It's time I built a framework.
AppEngine is a good choice for hosting infrastructure as it's fairly inexpensive, supports Python, includes methods for user authentication, and provides simple database storage. It's also exceedingly handy to have integration with a few other Google products including BigQuery and Compute Engine.
On the other hand, AppEngine requires a lot of work to implement federated logins, secure form handling, extensible templating, and tight integration with other services, like Github and Twitter.
In the past, I've used GAE-Boilerplate to implement several sites, including StackGeek, TinyProbe and Utter.io. Each time I do a new site, I think to myself how much easier it would be if only I had a slightly different framework at hand to quickly implement those sites. I started doing a small amount of contributing to GAE-Boilerplate last year, but became quickly disappointed with the lack of focus on core features for building features required by a startup site, and the ease of its setup.

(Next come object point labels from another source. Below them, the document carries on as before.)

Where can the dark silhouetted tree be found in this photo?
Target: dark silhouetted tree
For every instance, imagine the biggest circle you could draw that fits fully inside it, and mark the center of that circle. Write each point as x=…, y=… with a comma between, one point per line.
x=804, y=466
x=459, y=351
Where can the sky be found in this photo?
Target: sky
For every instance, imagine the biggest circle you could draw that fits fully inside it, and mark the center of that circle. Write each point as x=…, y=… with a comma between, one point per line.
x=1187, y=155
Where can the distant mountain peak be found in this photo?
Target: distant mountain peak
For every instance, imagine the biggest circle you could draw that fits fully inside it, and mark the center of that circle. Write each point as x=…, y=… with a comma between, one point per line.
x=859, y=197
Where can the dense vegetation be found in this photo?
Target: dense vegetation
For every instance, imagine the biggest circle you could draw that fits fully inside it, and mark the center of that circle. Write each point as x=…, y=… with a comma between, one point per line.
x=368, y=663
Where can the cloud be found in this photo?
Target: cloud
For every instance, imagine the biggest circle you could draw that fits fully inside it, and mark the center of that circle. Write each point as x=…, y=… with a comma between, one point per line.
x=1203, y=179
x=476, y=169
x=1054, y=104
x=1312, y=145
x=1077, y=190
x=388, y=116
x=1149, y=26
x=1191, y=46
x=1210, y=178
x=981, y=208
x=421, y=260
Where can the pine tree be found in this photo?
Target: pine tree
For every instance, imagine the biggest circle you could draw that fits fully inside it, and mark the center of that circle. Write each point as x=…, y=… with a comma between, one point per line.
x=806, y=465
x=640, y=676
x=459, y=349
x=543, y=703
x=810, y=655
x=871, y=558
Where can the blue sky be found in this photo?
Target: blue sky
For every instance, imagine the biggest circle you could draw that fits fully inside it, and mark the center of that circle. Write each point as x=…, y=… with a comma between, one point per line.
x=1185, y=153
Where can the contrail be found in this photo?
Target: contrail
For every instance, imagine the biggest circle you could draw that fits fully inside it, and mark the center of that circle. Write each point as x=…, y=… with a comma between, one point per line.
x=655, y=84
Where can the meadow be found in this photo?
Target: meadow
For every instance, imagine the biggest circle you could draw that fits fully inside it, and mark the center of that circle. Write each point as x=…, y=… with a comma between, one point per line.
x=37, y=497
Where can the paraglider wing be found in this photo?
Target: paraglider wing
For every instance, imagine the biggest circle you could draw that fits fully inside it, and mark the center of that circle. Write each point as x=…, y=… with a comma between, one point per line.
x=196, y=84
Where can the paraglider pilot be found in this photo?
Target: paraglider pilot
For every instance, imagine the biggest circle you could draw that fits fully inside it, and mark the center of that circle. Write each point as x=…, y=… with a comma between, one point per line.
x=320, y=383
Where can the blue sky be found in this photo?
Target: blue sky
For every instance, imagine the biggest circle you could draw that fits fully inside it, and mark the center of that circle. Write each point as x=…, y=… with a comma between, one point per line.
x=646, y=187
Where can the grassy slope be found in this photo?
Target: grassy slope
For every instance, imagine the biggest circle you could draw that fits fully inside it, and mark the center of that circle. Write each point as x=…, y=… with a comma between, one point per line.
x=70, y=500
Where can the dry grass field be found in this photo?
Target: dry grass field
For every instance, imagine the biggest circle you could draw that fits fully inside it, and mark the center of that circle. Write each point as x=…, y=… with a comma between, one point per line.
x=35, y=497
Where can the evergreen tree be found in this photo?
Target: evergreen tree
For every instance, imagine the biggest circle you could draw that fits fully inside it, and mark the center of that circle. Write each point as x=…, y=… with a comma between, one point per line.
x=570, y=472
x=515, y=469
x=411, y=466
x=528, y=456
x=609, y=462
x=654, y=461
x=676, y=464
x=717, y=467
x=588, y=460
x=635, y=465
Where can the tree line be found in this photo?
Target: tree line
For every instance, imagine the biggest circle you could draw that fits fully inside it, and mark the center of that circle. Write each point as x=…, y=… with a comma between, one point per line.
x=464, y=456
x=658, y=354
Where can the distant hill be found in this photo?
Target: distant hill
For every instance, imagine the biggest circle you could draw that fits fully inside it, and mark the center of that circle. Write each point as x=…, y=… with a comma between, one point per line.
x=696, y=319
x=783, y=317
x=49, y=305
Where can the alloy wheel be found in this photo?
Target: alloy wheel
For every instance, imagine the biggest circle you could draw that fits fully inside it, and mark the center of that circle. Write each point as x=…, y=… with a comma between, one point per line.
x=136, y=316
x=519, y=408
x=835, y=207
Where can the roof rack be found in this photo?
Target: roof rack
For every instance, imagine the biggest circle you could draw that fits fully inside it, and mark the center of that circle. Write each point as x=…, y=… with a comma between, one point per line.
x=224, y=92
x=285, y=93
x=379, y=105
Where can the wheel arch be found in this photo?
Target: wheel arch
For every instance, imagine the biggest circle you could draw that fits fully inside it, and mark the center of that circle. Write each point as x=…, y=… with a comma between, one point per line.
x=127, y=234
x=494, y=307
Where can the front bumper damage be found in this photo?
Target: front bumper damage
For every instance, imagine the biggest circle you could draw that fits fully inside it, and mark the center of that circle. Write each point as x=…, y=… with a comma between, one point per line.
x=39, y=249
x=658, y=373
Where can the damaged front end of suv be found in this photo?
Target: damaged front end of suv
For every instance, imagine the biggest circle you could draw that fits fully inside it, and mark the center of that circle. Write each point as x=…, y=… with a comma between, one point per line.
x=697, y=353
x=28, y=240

Deciding to write a framework on AppEngine is one I'm doing primarily for personal reasons. Doing this will help me learn more about programming and hopefully give me the tools I need to quickly deploy and develop new ideas. A side effect is that it may also help other startups implement the first version of their product in a short amount of time.
All of this will be Open Source and available under the Pink Panthers project on Github. I'm naming after the Serbian crime syndicate, The Pink Panthers because, a) they are fearless badasses and b) they are clearly opinionated. Like me!
So, what does a startup need from a framework?
Let's take a look at a few features a software startup may need from a framework. BTW, when I use the term 'startup', I mean an early stage company, pre-product, with a few founders hammering out code. I'm definitely not referring to a later stage startup with B round funding, 1000 customers, and 120 employees! Those are not startups in my opinion.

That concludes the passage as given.